Ten Industry Leaders Offer Their Takes on the Approaching Downturn

By Published on .

CHICAGO (AdAge.com) -- Merrill Lynch last week became the first major U.S. investment bank to declare the U.S. economy in recession. Two days later, Goldman Sachs jumped in, predicting that the economy would enter recession during 2008, if it wasn't there already.

Recession Impact:

Even Package Goods Not Immune
As Consumers Trade Down to Private Labels, Category Takes a Sales Hit -- and Marketers Might Have to Cut Ad Spending
Marketing Challenges Loom for Big Retailers
Kohl's, Macy's, Others Likely to Lean on Promos to Lure Reluctant Shoppers


The thinking at both banks is that a recent spike in unemployment is evidence that the credit crunch roiling the housing and financial sectors is beginning to infect the larger economy. So in order to find out what that means for the marketing world, Ad Age asked leading industry executives what they think a recession means for the business in 2008.

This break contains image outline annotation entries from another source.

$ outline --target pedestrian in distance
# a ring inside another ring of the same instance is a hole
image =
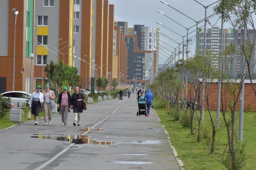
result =
[[[45,90],[43,92],[44,94],[44,125],[47,125],[47,113],[48,114],[48,125],[51,125],[52,122],[52,108],[50,99],[55,99],[55,95],[53,91],[49,89],[49,85],[45,85]]]
[[[71,100],[70,94],[67,91],[66,86],[63,86],[63,91],[59,94],[58,99],[57,107],[60,108],[61,112],[61,120],[63,124],[66,125],[67,122],[67,115],[70,112],[70,108]]]
[[[34,115],[35,125],[38,125],[39,112],[44,103],[44,94],[41,93],[41,86],[38,85],[36,91],[32,94],[31,98],[28,102],[31,109],[32,114]]]
[[[153,102],[153,94],[150,91],[150,89],[148,88],[147,93],[144,97],[144,99],[146,101],[146,105],[147,105],[147,111],[148,112],[148,117],[150,117],[150,108],[152,106],[152,102]]]
[[[122,89],[121,89],[121,90],[119,91],[119,95],[120,96],[120,100],[122,100],[122,95],[123,95],[123,93],[124,93],[124,92],[122,91]]]
[[[131,95],[131,91],[130,89],[128,90],[127,93],[128,93],[128,98],[130,99],[130,95]]]
[[[80,88],[78,86],[75,87],[75,93],[72,94],[71,99],[70,108],[73,109],[74,112],[74,117],[73,125],[80,125],[80,120],[81,119],[81,113],[83,113],[83,100],[84,99],[84,97],[83,94],[79,92]]]
[[[140,97],[141,96],[143,96],[143,93],[142,93],[142,92],[141,92],[141,89],[140,89],[139,90],[139,91],[138,91],[138,92],[137,92],[137,101],[138,102],[139,102],[139,99],[140,99]]]

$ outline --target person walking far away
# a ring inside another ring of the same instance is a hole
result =
[[[124,92],[122,91],[122,89],[119,91],[119,95],[120,95],[120,99],[122,100],[122,95]]]
[[[131,95],[131,91],[130,89],[128,90],[127,93],[128,93],[128,98],[130,99],[130,95]]]
[[[137,92],[137,101],[138,102],[139,102],[139,99],[140,98],[140,97],[142,96],[143,96],[143,93],[142,93],[142,92],[141,92],[141,89],[140,89],[139,91]]]
[[[48,113],[48,125],[51,125],[52,121],[52,108],[50,100],[55,99],[55,95],[53,91],[49,90],[49,85],[45,85],[45,90],[43,92],[44,94],[44,125],[47,125],[47,113]]]
[[[152,105],[152,102],[153,102],[153,94],[150,91],[150,89],[148,88],[147,93],[144,97],[144,99],[146,101],[147,105],[147,111],[148,112],[148,117],[150,117],[150,108]]]
[[[67,91],[67,87],[63,86],[63,91],[59,95],[58,99],[57,107],[61,110],[61,120],[63,124],[66,125],[67,122],[67,114],[70,112],[70,108],[71,96],[70,94]]]
[[[38,125],[39,112],[44,103],[44,94],[41,93],[41,86],[38,85],[36,87],[36,91],[33,92],[32,96],[28,102],[31,109],[32,114],[34,115],[35,125]]]
[[[73,112],[74,112],[73,123],[74,126],[76,125],[76,122],[77,122],[77,125],[80,126],[81,113],[83,113],[82,101],[84,99],[84,97],[81,93],[79,92],[79,87],[76,86],[75,87],[76,93],[71,96],[70,108],[71,109],[73,109]]]

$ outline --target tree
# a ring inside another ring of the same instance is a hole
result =
[[[116,87],[117,87],[118,85],[118,82],[117,82],[117,81],[116,81],[116,79],[113,79],[113,81],[112,81],[112,86],[113,86],[114,90],[116,90]]]

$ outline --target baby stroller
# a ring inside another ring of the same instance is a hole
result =
[[[147,106],[146,105],[146,102],[144,100],[144,96],[142,96],[139,99],[138,102],[139,105],[139,111],[137,112],[137,116],[141,114],[144,114],[145,116],[147,116]]]

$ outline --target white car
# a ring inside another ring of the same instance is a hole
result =
[[[1,94],[5,97],[11,97],[11,103],[15,107],[22,108],[23,103],[26,103],[27,100],[30,99],[32,94],[22,91],[6,91]]]
[[[83,89],[82,88],[80,89],[80,90],[79,91],[80,92],[84,93],[85,94],[85,95],[86,96],[88,96],[89,95],[89,94],[90,94],[90,91],[87,91],[85,89]]]

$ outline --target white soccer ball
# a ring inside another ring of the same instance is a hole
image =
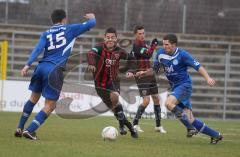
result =
[[[102,130],[102,138],[104,140],[115,140],[118,136],[118,131],[113,126],[107,126]]]

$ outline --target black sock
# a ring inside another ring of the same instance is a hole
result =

Their reply: It might not hurt in the short-term, but if things don't tick up, gird yourself for a tough 2009.
MARTIN SORRELL
WPP GROUP CEO
"Looking at 2008, there's the presidential election, there's the Beijing Olympics, which will probably be the most spectacular Olympics we've seen ... and there's the European football championships. So '08 is not the issue; '09 is."
JON SWALLEN
TNS MEDIA INTELLIGENCE SENIOR VP-RESEARCH
"The lesson to be learned from the past few recessions is that it obviously impacts different categories differently. Automotive ... is already pretty grim, and budgets have already been pruned across the board. Retail is traditionally the most economically sensitive category when you have a downturn in GDP. We're already seeing a flattening in spending by department stores, restaurants and a host of categories related to housing (including hardware, home furnishing and appliances). ... What's kind of interesting is that financial services -- which is sort of in the center of the storm -- has actually been quite robust. In the short term, at least, these guys are battling for a share of a shrinking pie."
LARRY WITT
MORNINGSTAR ANALYST
"If there was no recession at all, 2009 would, at best, be a flat year. If there is a recession and it stretches into 2009, it'll be bad. Fortunately for the industry, you do have some short-term tail winds."
IAN BEAVIS
KIA MOTORS CHIEF MARKETING OFFICER
"You can smell recession. Dealership traffic is down (across the board). There is more negative equity in cars (being paid off through loans). New loans are being made for extended loan cycles of 72 to 84 months, longer than most marriages last. And none of us have seen the impact of $100-a-barrel gas prices. It's a train wreck."
RANDY RANSOM
MILLER BREWING CO. CHIEF MARKETING OFFICER
"Beer has traditionally been among the more recession-proof industries. We believe our portfolio is well-positioned, and as consumers continue to show that they are willing to trade up in the beer category, we will continue to migrate our portfolio to the higher end to deliver growth for our business."
ALEXIA QUADRANI
BEAR STEARNS ANALYST
"If it's a short recession, just a couple quarters, you'll probably just see a shift (away from traditional brand advertising) to more promotional spending and more accountable means. ... If it's longer, it becomes a global crisis that does a lot more damage to these global networks."
CHUCK MCBRIDE
CUTWATER EXECUTIVE CREATIVE DIRECTOR
"It's starting to hit home now. I get the feeling clients don't want you to spend as much, to save money where you can and do more. But they still want something really creative. It's got to be really hot and at least get a burst and get some attention."
HOWARD DRAFT
DRAFTFCB CHAIRMAN-CEO
"I remain cautiously confident. At this point, we're not seeing any major client cutbacks. Our budgets remain on track."
MARK-HANS RICHER
HARLEY-DAVIDSON CHIEF MARKETING OFFICER
"Our belief is that spending through a market downturn creates competitive advantage for the market upturn, and an extra dollar spent today has extra dividends for tomorrow."
BRIAN NICCOL
PIZZA HUT CHIEF MARKETING OFFICER
"As the economy changes and our customers' behaviors change, we are always working to anticipate their needs. The current situation requires Pizza Hut to redefine how the consumer obtains value solutions. We've acted quickly to create an everyday value pizza solution, Pizza Mia, which is just five bucks with superior taste."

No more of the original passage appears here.